As you know, I recently spent a month in hospital and I was able to observe the other men on my ward coping with pain and injury. It was an orthopaedic ward and so the others there had experienced car accidents or serious falls. One man lost a foot and another had multiple injuries to his legs. What impressed me was how the suffering of these patients actually brought out a real nobility in them. They did not despair but they coped with the pain and the consequences of their injuries in a very positive way. Also, very evident was a real camaraderie and concern for each other. I found this to be rather impressive. We should not regard suffering as an unmitigated disaster or as an evil, even if we do realise that it is one of the consequences of sin in the world.

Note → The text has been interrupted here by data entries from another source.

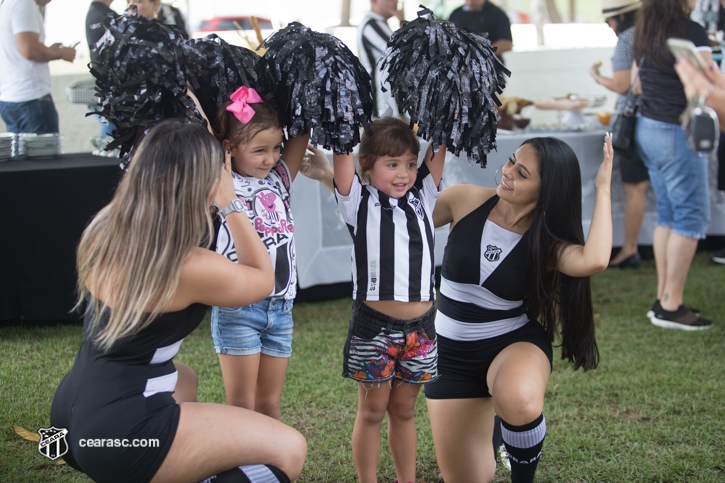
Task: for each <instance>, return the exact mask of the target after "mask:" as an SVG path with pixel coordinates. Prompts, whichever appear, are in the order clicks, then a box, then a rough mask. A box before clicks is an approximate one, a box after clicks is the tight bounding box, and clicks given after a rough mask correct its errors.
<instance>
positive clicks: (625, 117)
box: [612, 59, 644, 157]
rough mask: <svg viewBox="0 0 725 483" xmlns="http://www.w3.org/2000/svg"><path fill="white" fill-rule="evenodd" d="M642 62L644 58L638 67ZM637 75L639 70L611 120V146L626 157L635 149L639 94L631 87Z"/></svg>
mask: <svg viewBox="0 0 725 483" xmlns="http://www.w3.org/2000/svg"><path fill="white" fill-rule="evenodd" d="M643 63H644V59H642V60H641V61H640V63H639V65H640V69H641V68H642V64H643ZM637 77H639V70H638V71H637V76H636V77H635V78H634V79H633V80H632V83H631V84H630V85H629V89H627V93H626V94H625V99H624V105H622V107H621V109H620V110H619V111H618V112H616V113H615V114H614V119H613V120H612V147H613V148H614V151H615V152H617V153H619V154H621V155H623V156H626V157H632V155H633V154H635V151H636V149H635V141H634V133H635V129H636V127H637V111H638V110H639V96H638V95H636V94H635V93H634V92H632V87H634V83H635V82H636V80H637Z"/></svg>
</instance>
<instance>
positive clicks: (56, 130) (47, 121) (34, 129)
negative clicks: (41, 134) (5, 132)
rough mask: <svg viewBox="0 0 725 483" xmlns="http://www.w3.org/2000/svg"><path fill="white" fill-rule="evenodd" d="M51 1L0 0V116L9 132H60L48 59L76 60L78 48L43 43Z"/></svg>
mask: <svg viewBox="0 0 725 483" xmlns="http://www.w3.org/2000/svg"><path fill="white" fill-rule="evenodd" d="M48 3H50V0H0V116H1V117H2V119H3V121H5V124H6V126H7V130H8V131H9V132H16V133H21V132H22V133H49V132H58V111H56V109H55V105H54V104H53V98H52V97H51V95H50V92H51V82H50V69H49V68H48V62H50V61H51V60H60V59H62V60H65V61H67V62H73V59H75V56H76V50H75V49H74V48H72V47H63V46H62V45H61V44H59V43H56V44H53V45H51V46H50V47H48V46H46V45H45V44H44V42H45V28H44V25H43V14H42V12H41V8H42V7H45V5H47V4H48Z"/></svg>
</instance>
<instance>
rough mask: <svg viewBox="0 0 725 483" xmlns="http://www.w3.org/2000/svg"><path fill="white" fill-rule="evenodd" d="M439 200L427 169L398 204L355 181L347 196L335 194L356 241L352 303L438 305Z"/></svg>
mask: <svg viewBox="0 0 725 483" xmlns="http://www.w3.org/2000/svg"><path fill="white" fill-rule="evenodd" d="M441 186H442V183H441ZM439 195H440V187H439V186H436V185H435V181H434V180H433V176H432V175H431V174H430V172H429V171H428V167H427V165H426V164H425V163H423V164H422V165H421V166H420V168H418V177H417V179H416V181H415V184H414V185H413V187H412V188H411V189H410V191H408V192H407V193H406V194H405V196H403V197H401V198H399V199H397V198H391V197H389V196H387V195H386V194H385V193H382V192H380V191H378V190H377V189H375V188H374V187H372V186H370V185H363V184H362V183H360V179H359V178H358V176H357V175H356V176H355V179H354V181H353V183H352V187H351V188H350V194H349V195H348V196H341V195H340V194H339V193H338V192H337V191H336V192H335V197H336V199H337V204H338V206H339V208H340V212H341V213H342V218H343V220H344V221H345V223H346V224H347V228H348V230H349V231H350V235H351V236H352V240H353V249H352V280H353V293H352V297H353V299H356V300H398V301H402V302H421V301H422V302H427V301H432V300H434V292H435V254H434V251H433V248H434V235H433V207H434V206H435V202H436V200H437V199H438V196H439Z"/></svg>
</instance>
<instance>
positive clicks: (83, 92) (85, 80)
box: [65, 79, 97, 104]
mask: <svg viewBox="0 0 725 483" xmlns="http://www.w3.org/2000/svg"><path fill="white" fill-rule="evenodd" d="M65 97H66V99H68V102H72V103H74V104H97V101H96V80H95V79H87V80H85V79H84V80H81V81H76V82H73V83H72V84H70V85H68V86H66V88H65Z"/></svg>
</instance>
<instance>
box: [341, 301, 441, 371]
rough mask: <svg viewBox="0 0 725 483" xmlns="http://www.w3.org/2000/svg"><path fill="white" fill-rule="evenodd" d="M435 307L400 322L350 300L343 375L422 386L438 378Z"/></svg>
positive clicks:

We know that Jesus has won the victory, we know that he has won the battle with evil and we look forward to that great Day of Days when the whole universe will be brought under his dominion. In the meantime, we accept our sufferings and see them as salvific. We offer to God the pain we endure; whether it be physical pain or emotional agony. We see in our troubles the hand of God and know that through our experience of these torments the world is gradually being redeemed.